Patnaik's Marxist critique of the decision is based on a view of society as a set of classes, but one of the realities of Indian society is that it is also a grid of castes. Since some of the lowest in the caste structure -- Dalits, or the untouchables of the old structure of society that Indian democracy now seeks, often unsuccessfully, to dismantle -- are also among the poorest people in India, one would think that their livelihoods would be as much under threat from the hegemony of international capital as the poor from higher castes. But in a revealing piece in the Times of India, two Dalit intellectuals insisted that the decision on foreign direct investment was a brave and welcome one; it would open up a new world of employment and indeed entrepreneurship for Dalits, since the current Indian trading system is also caste-based. Chandra Bhan Prasad and Milind Kamble wrote that the entry of foreign companies into Indian business would produce a more caste-neutral and inclusive society:
A couple of months ago, the UPA government cleared Foreign Direct Investment (FDI) in retail. It is a politically risky step. But for once, Prime Minister Manmohan Singh showed both spine and spunk biting the bullet. Since then, both Left parties and the BJP have expressed serious reservations over the decision. The general view is that it will affect the lakhs of small, indigenous kirana stores spread across the country. Interestingly, nobody has spoken about the FDI effect on the fledgling class of dalit entrepreneurs in India. ...

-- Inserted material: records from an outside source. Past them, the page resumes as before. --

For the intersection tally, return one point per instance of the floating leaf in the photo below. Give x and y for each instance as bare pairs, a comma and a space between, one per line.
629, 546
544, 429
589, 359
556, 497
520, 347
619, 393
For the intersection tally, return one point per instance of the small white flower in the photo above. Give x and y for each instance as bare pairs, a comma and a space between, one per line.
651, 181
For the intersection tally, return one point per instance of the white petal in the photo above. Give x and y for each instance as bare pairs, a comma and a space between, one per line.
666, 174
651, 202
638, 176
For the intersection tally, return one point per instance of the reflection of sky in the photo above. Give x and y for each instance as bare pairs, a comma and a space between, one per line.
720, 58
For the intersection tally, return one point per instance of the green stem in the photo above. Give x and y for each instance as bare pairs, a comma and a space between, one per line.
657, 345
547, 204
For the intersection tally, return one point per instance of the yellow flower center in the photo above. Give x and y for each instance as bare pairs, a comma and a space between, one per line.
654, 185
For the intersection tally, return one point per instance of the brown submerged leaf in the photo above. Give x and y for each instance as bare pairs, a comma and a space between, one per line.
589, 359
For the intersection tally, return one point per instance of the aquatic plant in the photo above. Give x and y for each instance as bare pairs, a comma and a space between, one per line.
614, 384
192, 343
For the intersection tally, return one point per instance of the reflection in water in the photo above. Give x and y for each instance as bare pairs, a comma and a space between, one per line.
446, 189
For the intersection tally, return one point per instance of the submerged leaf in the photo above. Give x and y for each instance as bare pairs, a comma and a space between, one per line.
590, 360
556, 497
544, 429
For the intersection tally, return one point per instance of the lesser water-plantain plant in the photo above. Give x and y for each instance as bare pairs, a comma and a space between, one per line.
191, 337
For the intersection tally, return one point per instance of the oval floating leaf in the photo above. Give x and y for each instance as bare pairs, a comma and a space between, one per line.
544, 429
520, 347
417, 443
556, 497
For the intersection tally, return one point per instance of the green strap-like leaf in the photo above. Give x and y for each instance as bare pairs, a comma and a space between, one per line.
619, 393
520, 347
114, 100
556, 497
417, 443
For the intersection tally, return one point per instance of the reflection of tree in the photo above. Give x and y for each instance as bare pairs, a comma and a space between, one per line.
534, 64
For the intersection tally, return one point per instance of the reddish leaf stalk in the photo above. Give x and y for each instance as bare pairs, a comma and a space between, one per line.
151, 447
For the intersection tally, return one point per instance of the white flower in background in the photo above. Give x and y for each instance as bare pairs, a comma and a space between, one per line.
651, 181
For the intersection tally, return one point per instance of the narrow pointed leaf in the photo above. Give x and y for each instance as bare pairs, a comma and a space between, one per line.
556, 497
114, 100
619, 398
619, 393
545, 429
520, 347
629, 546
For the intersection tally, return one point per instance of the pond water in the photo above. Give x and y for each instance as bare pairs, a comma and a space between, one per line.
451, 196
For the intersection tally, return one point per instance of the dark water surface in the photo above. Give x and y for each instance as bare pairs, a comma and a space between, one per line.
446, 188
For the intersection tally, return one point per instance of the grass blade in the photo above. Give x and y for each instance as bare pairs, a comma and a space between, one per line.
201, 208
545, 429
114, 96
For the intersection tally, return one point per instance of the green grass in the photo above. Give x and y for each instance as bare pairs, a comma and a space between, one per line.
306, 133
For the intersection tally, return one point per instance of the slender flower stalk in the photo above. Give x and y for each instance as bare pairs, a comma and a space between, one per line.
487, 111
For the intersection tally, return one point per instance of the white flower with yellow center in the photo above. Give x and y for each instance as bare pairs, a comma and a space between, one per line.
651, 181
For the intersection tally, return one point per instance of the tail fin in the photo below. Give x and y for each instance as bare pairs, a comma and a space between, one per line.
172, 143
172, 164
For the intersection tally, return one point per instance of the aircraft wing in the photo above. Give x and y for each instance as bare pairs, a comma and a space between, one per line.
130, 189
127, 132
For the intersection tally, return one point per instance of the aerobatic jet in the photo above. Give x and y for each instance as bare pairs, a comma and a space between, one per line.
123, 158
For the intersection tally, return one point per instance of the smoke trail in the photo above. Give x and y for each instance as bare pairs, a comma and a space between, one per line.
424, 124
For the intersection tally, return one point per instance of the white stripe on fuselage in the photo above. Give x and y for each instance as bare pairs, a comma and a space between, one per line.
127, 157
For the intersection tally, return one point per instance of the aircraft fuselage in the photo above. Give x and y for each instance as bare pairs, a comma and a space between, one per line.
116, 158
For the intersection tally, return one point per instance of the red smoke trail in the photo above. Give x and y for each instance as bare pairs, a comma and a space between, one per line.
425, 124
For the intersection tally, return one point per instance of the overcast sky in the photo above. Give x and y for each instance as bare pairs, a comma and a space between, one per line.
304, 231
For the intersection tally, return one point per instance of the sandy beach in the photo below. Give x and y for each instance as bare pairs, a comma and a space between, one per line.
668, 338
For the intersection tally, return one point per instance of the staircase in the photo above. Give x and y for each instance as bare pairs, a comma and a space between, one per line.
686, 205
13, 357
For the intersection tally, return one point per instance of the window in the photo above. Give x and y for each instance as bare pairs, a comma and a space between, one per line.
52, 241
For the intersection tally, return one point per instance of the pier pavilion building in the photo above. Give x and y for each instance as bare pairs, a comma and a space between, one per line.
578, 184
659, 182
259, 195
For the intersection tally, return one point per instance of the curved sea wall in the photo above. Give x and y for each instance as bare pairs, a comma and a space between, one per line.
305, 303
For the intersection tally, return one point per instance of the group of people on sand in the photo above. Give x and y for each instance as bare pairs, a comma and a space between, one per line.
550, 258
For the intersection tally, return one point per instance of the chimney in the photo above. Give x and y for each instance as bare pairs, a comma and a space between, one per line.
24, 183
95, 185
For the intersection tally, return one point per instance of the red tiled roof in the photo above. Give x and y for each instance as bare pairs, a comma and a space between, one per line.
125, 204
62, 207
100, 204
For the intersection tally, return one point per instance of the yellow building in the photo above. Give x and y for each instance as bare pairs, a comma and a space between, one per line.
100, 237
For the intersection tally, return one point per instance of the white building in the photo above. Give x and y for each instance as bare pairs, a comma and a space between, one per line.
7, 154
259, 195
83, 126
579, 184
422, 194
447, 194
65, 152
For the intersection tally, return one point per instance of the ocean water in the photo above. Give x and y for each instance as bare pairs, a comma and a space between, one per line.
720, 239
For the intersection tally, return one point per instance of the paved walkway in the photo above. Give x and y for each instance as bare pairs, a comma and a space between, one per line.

In a study on dalit enterprise, led by Devesh Kapur of the Centre for the Advanced Study of India (CASI), University of Pennsylvania, most dalit entrepreneurs surveyed were first-timers who had started their business after 1991 when the process of liberalisation began. The DICCI [Dalit Indian Chambers of Commerce and Industry] has about 3,000 members nationwide and most of them are into caste-neutral businesses. Both the CASI study and DICCI experience agree: dalits are most likely to succeed in occupations that are new and caste-neutral in origins. ...
Dalits don't succeed in traditional set-ups. They don't succeed in localised set-ups too. Caste is both traditional and local. The mandi system, too, is both traditional and local. FDI in retail, with foreign players, will usher in a new system of retailing. This new system will throw up opportunities to new players.
But as the dust on the outside investment debate settles, it's unlikely that the government's victory in parliament will mean that multinational companies are going to come rushing into India. As the economist Ashok Mitra pointed out in the Telegraph, they're more likely to wait and watch until the next general elections in the first half of 2014, especially since the main opposition party in parliament, the once economically-liberal Bharatiya Janata Party, has suggested that it will reverse the decision should it come into power. But for now, India's most consequential debate about economics in 2012 has been resolved in favor of globalization.